We got a lot of questions from customers on performance. The application is slow and we want IBM to help. Usually the first question is whats slow and nobody knows. The application was written with no builtin monitoring at all. The product monitoring can be useful but sometimes application specific metrics are much more useful.
IBM WebSphere eXtreme Scale includes monitoring but I met with Tom Lubinski from SL.com at QCon and he said that all samples should create MBeans and thus be monitorable. Many customers simply copy samples so this would mean more customer applications would have monitoring. So, here is the PureQuery Loader for WebSphere eXtreme Scale with monitoring.
I create a single MBean for each Map in a JVM. This MBean tracks statistics on the Loader for that Map.
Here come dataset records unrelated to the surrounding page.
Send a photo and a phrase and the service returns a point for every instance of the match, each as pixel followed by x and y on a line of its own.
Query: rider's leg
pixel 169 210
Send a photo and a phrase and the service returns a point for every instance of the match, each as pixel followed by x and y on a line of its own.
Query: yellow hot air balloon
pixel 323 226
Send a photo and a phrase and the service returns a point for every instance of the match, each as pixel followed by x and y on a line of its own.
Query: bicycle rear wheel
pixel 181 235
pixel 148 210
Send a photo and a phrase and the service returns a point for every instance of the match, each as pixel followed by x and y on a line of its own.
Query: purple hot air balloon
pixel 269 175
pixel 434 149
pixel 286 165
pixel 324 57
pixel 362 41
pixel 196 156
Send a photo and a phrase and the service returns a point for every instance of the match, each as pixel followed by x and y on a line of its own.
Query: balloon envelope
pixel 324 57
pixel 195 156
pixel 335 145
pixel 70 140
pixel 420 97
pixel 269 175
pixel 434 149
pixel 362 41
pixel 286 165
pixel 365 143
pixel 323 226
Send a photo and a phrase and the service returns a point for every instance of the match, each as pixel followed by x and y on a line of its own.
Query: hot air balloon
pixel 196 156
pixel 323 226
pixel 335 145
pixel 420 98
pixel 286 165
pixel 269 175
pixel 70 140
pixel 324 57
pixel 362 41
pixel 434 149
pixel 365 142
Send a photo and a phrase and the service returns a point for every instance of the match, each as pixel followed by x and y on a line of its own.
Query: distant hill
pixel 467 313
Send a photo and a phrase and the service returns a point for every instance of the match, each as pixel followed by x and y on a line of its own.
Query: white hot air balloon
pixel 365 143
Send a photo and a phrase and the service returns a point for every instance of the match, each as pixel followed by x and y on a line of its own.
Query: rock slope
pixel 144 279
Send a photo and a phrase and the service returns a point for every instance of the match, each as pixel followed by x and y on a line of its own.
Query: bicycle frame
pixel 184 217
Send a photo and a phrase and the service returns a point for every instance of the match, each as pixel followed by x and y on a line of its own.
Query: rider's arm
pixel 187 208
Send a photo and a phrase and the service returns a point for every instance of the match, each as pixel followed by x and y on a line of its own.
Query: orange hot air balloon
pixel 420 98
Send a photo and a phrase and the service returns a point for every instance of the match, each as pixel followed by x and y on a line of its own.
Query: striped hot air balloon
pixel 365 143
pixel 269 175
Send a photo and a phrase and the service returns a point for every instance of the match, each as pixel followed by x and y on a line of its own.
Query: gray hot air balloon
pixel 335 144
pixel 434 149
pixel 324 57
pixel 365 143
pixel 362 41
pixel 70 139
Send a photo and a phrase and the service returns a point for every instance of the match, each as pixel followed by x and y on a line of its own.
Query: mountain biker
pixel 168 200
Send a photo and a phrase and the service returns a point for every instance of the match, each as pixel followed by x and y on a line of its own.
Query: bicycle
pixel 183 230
The purequery Loader uses classes from the purequery.jmx package but you can modify your Loader to make the same calls and get the same monitoring. You can do this with your own Loader pretty easily. Typically, add 3 calls for the start time, log exceptions and log the time in the operation.
I used JConsole to just connect to a container or test JVM and then I can see the beans for each Map, click on attributes and there are all the statistics. Here is an example of what it looks like in JConsole
You can see how many of each type of operation happened, how long the min/avg/max time is in milliseconds. How many exceptions? The string of the last exception and so on. This is very useful and adds almost no overhead to the running application. This kind of instrumentation in your application will save you a lot of time when performance isn't what you expected. It's easy to add, adds almost no performance overhead (when done with fast code, no sync blocks and so on). Just do it.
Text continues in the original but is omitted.